The Igbo people had and still have ruling bodies of royal and political leaders in which an individual can be recognized by the entire society as primus inter pares, i.e., first among equals. This status is usually hereditary among the male lineage, since Igbo culture is patrilineal. Women in Igbo cultures were known to develop parallel social hierarchies through which they both competed and collaborated with their counterpart male kingship and governing hierarchies. However, there was one woman Eze in colonial Nigeria, Ahebi Ugbabe.

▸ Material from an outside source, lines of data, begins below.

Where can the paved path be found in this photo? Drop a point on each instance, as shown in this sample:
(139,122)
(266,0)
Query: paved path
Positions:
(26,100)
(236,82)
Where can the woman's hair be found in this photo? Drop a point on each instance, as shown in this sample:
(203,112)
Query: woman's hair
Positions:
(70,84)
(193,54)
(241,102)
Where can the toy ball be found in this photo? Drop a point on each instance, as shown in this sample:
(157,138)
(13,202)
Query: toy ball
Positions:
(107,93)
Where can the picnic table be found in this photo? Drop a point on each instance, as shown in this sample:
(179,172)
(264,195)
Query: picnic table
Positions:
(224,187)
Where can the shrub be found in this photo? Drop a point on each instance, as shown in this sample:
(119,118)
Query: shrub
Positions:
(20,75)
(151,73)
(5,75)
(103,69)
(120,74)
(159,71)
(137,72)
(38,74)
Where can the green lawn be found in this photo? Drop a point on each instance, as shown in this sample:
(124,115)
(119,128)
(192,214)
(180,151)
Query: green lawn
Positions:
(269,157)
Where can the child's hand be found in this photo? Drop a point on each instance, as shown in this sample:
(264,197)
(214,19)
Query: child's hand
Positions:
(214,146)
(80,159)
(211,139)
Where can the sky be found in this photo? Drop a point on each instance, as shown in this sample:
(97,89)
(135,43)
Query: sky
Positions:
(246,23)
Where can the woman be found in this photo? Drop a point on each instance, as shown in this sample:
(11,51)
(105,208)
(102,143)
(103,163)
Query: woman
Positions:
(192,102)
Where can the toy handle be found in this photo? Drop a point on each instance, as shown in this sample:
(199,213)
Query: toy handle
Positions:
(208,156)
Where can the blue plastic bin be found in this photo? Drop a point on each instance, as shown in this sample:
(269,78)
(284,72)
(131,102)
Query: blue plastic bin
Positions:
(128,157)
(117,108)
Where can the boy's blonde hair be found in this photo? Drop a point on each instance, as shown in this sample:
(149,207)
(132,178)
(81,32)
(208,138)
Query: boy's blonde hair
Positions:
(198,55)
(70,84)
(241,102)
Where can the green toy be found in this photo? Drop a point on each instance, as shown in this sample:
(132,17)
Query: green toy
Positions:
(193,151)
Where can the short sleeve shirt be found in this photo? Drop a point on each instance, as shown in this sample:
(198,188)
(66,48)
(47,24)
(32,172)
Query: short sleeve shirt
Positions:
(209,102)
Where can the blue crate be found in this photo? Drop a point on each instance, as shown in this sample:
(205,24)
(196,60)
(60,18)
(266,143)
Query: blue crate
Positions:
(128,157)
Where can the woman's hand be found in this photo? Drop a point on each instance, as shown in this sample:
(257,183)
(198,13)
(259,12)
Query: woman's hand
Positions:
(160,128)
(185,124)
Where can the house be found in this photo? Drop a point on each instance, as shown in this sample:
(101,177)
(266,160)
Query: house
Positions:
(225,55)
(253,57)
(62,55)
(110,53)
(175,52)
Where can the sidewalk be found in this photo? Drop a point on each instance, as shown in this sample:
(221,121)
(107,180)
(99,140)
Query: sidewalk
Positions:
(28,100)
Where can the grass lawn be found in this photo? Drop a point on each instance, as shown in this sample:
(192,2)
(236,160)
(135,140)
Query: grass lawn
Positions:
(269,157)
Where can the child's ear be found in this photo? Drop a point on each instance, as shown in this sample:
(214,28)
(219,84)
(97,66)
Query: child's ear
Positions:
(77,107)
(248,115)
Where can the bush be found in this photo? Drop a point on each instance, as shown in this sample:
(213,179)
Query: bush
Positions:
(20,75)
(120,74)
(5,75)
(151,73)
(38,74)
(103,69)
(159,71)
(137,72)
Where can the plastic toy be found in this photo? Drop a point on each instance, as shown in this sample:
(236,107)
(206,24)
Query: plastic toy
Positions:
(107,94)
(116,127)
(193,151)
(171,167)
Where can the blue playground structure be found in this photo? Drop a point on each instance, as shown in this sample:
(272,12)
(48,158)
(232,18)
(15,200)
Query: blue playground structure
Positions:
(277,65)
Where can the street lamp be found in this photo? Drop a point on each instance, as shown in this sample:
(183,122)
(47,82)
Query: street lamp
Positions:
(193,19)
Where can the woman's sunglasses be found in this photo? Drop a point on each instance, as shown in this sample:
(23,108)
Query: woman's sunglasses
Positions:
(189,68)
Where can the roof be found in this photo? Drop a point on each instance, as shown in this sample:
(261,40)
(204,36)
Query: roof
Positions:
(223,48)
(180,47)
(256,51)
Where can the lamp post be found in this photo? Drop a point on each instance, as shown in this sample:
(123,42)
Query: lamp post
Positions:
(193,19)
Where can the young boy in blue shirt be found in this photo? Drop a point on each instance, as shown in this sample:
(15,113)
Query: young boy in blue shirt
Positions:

== Kingship in Igboland ==
Scholars generally believe that Igbo kingship institutions developed from three sources. The first is indigenous and ancient priesthood, which traditionally combined clerical and political duties of leaders in the village-based republics. Ezes were recognized in Arochukwu, Awka, Nri-Igbo, Owere, Northern Nsukka and Ngwa: the most populous Igbo sub-group. In Ngwa, Josaiah Ndubuisi Wachuku was Eze from ancestral, royal lineage. Enugu-Ezike, Ovoko, and Iheakpu-Awka are home to the Igbo-Eze communities. The King is variously referred to as Eze or Ezedike, depending on lineage.

Secondly, the neighboring Benin Empire imposed certain conventions by colonizing certain parts of Nigeria. According to an opposite view, the Eze of Nri influenced the constitution of the Benin Oba's status. Differing points of view are focused particularly on the communities of Asaba, Onitsha, and Oguta. According to some scholars who argue against what is known as the Afigbo and Omenka Thesis on Origin, Igbo kings of these places trace the historical roots of their investiture immediately to the Oba of Benin.

The third source of Igbo kingship is believed to be 19th and 20th century colonial rule by the British. Under a policy of indirect rule, the colonial administration created "warrant chiefs," selecting recognised individuals to serve as administrators, rulers, judges and tax collectors. Native to their communities, warrant chiefs were usually selected from among those men who were most cooperative with the colonial administration. For this and a number of other reasons, Igbo populations often resented and sometimes overtly resisted the authority of warrant chiefs. An example of such resistance is the Igbo Women's War of 1929.

After Nigeria gained its constitutional independence from Britain on Saturday 1 October 1960, many of those warrant chiefs tried to maintain their power by seeking to recast their political roles. Those with political influence and new-found wealth bought honorary Eze- sounding titles. They clamored to be among traditional rulers retained by government of independent Nigeria.